Blind image sharpness metric based on edge and texture features

Document Type

Conference Proceeding

Department or Administrative Unit

Computer Science

Publication Date



Video is fast becoming the most common medium for media content in the present era. It is especially helpful in security situations for the detection of criminal or threat-related activity. Police routinely use videos as evidence in the analysis of criminal cases. It is important in such applications to get a high-quality still image from such videos. However, there are situations where the images are blurred and have artifacts as they are extracted from moving video repositories. A practical solution to this problem is to sharpen these images using advanced processing techniques to obtain higher display quality. Due to vast amount of data, it is extremely important that any such enhancement technique satisfy real-time processing constraints, in order for it to be usable by the end user. In this paper, a blind image sharpness metric is proposed using a combination of edge and textural features. Edges can be detected using different methods like Canny, Sobel, Prewitt and Roberts that are commonly accepted in the image processing literature. The Canny edge detection method typically provides better results due to extra processing steps and can be effectively used as a model feature extractor for the image. Wavelet processing based on the db2, sym4, and haar is also utilized to extract texture features. The normalized luminance coefficients of natural images are known to obey the generalized Gaussian probability distribution.
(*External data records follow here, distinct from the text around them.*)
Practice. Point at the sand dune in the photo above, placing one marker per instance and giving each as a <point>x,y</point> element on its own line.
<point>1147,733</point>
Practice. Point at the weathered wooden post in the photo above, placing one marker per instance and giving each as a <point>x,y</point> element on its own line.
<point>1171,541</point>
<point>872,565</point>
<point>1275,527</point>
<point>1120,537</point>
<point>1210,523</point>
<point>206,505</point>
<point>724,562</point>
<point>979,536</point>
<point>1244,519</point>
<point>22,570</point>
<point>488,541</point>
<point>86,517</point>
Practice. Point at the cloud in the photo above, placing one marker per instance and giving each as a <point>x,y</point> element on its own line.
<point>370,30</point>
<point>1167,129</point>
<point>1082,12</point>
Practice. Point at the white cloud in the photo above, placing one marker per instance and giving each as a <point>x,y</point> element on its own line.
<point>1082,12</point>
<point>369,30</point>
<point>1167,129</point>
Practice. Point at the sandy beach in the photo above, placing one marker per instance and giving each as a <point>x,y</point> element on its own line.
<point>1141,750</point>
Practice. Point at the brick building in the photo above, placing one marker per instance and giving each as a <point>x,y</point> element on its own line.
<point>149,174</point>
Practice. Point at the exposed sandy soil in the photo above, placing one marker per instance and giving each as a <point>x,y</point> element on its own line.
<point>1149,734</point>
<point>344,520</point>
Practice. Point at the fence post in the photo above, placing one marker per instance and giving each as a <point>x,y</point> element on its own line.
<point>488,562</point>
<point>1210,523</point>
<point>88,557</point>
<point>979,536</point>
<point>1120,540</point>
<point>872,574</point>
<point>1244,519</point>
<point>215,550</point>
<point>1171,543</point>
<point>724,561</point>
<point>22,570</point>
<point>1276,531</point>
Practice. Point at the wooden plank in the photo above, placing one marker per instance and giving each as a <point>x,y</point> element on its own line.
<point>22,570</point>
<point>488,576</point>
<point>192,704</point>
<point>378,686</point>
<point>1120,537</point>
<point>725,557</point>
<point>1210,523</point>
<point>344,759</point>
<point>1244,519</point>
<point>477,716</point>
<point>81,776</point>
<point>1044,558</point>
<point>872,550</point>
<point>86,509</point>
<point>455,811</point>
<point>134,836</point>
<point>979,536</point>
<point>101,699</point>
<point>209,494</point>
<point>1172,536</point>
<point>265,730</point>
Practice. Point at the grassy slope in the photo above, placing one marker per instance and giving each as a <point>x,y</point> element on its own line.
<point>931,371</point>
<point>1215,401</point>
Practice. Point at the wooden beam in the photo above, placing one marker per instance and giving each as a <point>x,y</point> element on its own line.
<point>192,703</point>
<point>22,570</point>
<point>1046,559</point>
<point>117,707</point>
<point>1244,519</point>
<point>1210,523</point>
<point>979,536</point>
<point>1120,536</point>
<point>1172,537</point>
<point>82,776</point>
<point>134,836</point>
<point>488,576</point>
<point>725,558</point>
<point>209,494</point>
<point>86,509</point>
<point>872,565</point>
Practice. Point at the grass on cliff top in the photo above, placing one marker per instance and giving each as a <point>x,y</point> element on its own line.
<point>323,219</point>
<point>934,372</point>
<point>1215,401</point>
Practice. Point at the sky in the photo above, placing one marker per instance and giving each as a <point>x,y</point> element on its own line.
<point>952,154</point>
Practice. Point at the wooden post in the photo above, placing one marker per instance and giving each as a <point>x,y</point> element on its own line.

Consequently, this characteristic is utilized to extract statistical features in the regions of interest (ROI) and regions of non-interest respectively. The extracted features are then merged together to obtain the sharpened image. The principle behind image formation is to merge the wavelet decompositions of the two original images using fusion methods applied to the approximation and details coefficients. The two images must be of the same size and are supposed to be associated with indexed images on a common color map. It is worth noting that the image fusion results are more consistent with human subjective visual perception of image quality, ground truth data for which is obtained from publicly available databases. Popular standard images such as Cameraman and Lena are used for the experiments. Results also show that the proposed method provides better objective quality than competing methods.


This article was originally published in Real-Time Image and Video Processing 2018. The full-text article from the publisher can be found here.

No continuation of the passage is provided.